A1.8 Materials of construction: options and preferences The choice of the materials of construction that are in direct contact with each of the process streams, which must resist any corrosion or erosion action, can be critical to assure a long plant life. A large choice of sophisticated materials is now available, i.e., different kinds of metallic alloys, polymers, glass, ceramics, refractory bricks, etc. One of the main considerations is that some of these materials are quite expensive and involve a large investment. Options for each of the streams should be indicated in the process package, together with any relevant factual information (previous experience, tests, and Copyright © 2002 by CRC Press LLC

expert’s recommendations). However, the choice of the “least-expensive-butreliable” option should be an essential part of the project manager’s responsibility and this should be indicated clearly in the process package, even in those cases when it may be considered trivial and well known. Should there be any doubt on choice of construction material for a particular stream at the time of reviewing the process package, this reservation should be indicated (“hold”). Thus, the engineering company will not make any binding commitment on this item, until it is further clarified and confirmed with experts or by corrosion tests, and the “hold” removed by the process manager.

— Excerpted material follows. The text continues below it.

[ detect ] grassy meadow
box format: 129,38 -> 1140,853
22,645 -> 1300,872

A1.9 Safety aspects Those who work in the chemical industry routinely encounter potential safety hazards, including fire, explosion, burning, poisoning, radioactivity, thermal or visual radiation, and air or water contamination. Nevertheless, it is the responsibility of the process developers to indicate clearly in the process package if there could be new or unusual hazards in the novel process. They should also provide any available data relevant to the evaluation of the extent of the known safety hazards, such as data on the ignition point, flash point, explosive ratio, volatile components or gaseous emissions, poisonous or carcinogenic effect on humans, for different streams. Engineering companies that design chemical plants are generally experienced and have their own experts in this field. The design and specification of the provisions needed for preventing such hazards (whether “conventional” or emphasized in the process package) in the new plant, and eventually for controlling them, is a definite part of the detailed engineering work. This work may be guided by specialist consultants, within the framework of external statutory regulations and insurance requirements. This specification is also generally linked to the ecological permitting procedures in effect in the particular area.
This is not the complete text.